Beau Is Afraid (2023)

Written and directed by Ari Aster

In Hereditary, Ari Aster’s 2018 horror-struck treatise on grief, Toni Collette’s character Annie delivers an eulogy for her dead mother. We sense her obvious sadness over the loss of a parent, a mother, but there’s a hesitation in her words, betraying an inner conflict. Beau Is Afraid feels like someone asked Aster to expand on those conflicting feelings, and to watch the result is like being trapped in the ensuing explanation, suddenly held captive by a pained but messy tirade that unleashes the frustration, guilt, and despair that have been building all this time.  

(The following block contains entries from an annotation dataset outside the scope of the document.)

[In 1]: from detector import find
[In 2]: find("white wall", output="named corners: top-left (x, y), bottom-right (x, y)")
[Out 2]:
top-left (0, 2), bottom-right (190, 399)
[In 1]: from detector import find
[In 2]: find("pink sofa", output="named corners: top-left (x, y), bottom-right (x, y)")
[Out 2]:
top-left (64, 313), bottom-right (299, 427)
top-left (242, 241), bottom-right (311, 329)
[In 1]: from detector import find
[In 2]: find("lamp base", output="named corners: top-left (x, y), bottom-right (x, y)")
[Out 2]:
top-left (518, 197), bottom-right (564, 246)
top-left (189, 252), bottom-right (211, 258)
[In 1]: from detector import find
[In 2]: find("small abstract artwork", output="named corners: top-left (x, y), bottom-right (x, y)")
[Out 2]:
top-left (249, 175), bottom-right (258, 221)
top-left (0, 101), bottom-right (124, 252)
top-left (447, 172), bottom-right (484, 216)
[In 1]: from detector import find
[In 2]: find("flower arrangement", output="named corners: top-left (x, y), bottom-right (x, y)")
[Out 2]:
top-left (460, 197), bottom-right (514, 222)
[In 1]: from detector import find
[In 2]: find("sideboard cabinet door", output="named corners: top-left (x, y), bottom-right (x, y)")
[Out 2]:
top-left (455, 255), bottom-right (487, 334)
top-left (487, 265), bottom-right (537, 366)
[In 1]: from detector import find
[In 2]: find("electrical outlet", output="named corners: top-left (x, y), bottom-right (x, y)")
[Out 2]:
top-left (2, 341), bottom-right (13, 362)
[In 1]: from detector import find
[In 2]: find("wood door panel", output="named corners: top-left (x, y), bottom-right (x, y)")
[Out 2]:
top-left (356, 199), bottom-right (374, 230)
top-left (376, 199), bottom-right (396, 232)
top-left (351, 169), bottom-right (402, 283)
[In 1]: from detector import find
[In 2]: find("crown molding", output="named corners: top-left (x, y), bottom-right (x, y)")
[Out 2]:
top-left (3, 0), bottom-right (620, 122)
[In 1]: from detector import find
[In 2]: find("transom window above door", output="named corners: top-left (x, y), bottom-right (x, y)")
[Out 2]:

With its 3-hour runtime, Aster takes a nosedive into the neuroses of a man estranged from a very demanding and exerting mother as he travels back home for her funeral. The journey is a delirious, funny, and disturbing mind bender that defies easy categorization. It seems like Aster thinks that once you run out of tears to cry over your trauma, all you can do is laugh, because absurdity is the coping mechanism of choice for Beau Is Afraid

In line with the difficult task of unpacking decades of complicated emotions, the journey’s also overly winding, disjointed, and self-indulgent. At times you feel like you’re just lending an ear to someone in pain while secretly wishing you could shimmy away. 

It is evocative, however: there are urban hellscapes to experience, suburban creeps to run afoul of, traveling theater troupes who put on shows in the woods, childhood loves who suddenly reappear, and none of it is something you can be sure is really happening. Aster’s made an unruly child of a film, and to try to make sense of it all on a first viewing might be impossible. Beau Is Afraid looks at the outsized effect festering childhood trauma can have on a man, and that’s complicated to explain to the person it’s happening to, let alone an audience of outsiders. 

It’s a whirlwind throughout and the script seems like a free association exercise at times. It’s as if every time Aster had an intrusive thought, instead of brushing it aside, he hastily put it down on paper, kept it in multiple drafts, brought the script to production meetings, people read it, people worked to realize that idea with hours of work, they readied it on stage, actors performed it, they shot it, saw it in the daily rushes, kept it, months later they chose the best cut for the edit and watched it over and over again as they finalized the movie and voilà! Here we are.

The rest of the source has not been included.